MERS: Methinks the government has bailed out the wrong people.


On October 13. 2010, Reuters’ Factbox: The role of MERS in foreclosure furor provided a succinct explanation of ongoing problems with MERS. We should have seen the tidal wave coming.

MERS is a consortium comprised of Lenders and Title Insurance Companies who have sought technological solutions to lower costs in labor-intensive industries. The registration system in MERS is intended to replace the burdensome maintenance of paper records by lenders, escrow, title and settlement companies – and the increased labor cost and overhead to process the same.

The idea looked good on paper. But there it ends.

As with the illegal offshore outsourcing of title insurance functions by Big Insurance in California, nobody bothered to consider state laws when cobbling the system together. In most states, foreclosures require a physical paper trail of documents in order to validate a non-judicial foreclosure. Otherwise, the lender must go to court in order to foreclose. Since MERS beneficiaries may not be interested in fronting the cost of a court case to repossess an upside-down piece of real estate, the foreclosure processes are stalled.

And loan modifications are impossible. 

In this upside-down market, borrowers can negotiate with direct lenders to reduce their principal via loan modification – even without incurring additional tax liabilities. The lenders will write off the losses and then get renewed payments at a lower rate. With MERS loans, modifications are nearly impossible – especially when the loans have been repackaged and securitized.


“They didn’t do the deep homework…So as far as anyone can tell their real theory was: ‘If we can get everyone on board, no judge will want to upend something that is reasonable and sensible and would screw up 70 percent of loans.’ ”

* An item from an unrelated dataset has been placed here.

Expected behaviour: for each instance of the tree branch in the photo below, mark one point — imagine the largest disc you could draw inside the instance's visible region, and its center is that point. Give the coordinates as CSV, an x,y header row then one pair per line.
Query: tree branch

But it is not reasonable to throw Americans out on the street because they can no longer pay on loans made during the time of real estate value inflation. But that is the only servicing option available to MERS borrowers, apparently. But without adequate documentation as to the present ownership of the loans to be foreclosed, non-judicial foreclosures can be legally challenged in most states. 

So now state courts are being strong-armed into rubberstamping MERS non-judicial foreclosure actions. Notwithstanding the recent and questionable Appellate Court’s decision in  JOSE GOMES v.  COUNTRYWIDE HOME LOANS, INC., et al.,  non-judicial foreclosures of MERS loans – even in California – are subject to ongoing challenges until the US Supremes finally rule on this matter. 

MERS was not such a good idea after all. The product of a bunch of executive clubhouse fat-boys from the lending and title industries was a bad idea to start with. Now they are crying to us because they did not want to expend the manpower to do their jobs. Wah-wah-wah! Let them dip into their hidden reserves and return to a normal system of mortgage documentation. For most of us, the home is our single biggest investment, and the MERS creators’ efforts to cheap-out on the loan documentation process is a slap in our face.

Finally, the great irony is that a some whose MERS foreclosures have been stalled are the very folks who had been laid off following the implementation of this system. I hope they get their loans modified before they are kicked to the curb.

Methinks the government has bailed out the wrong people.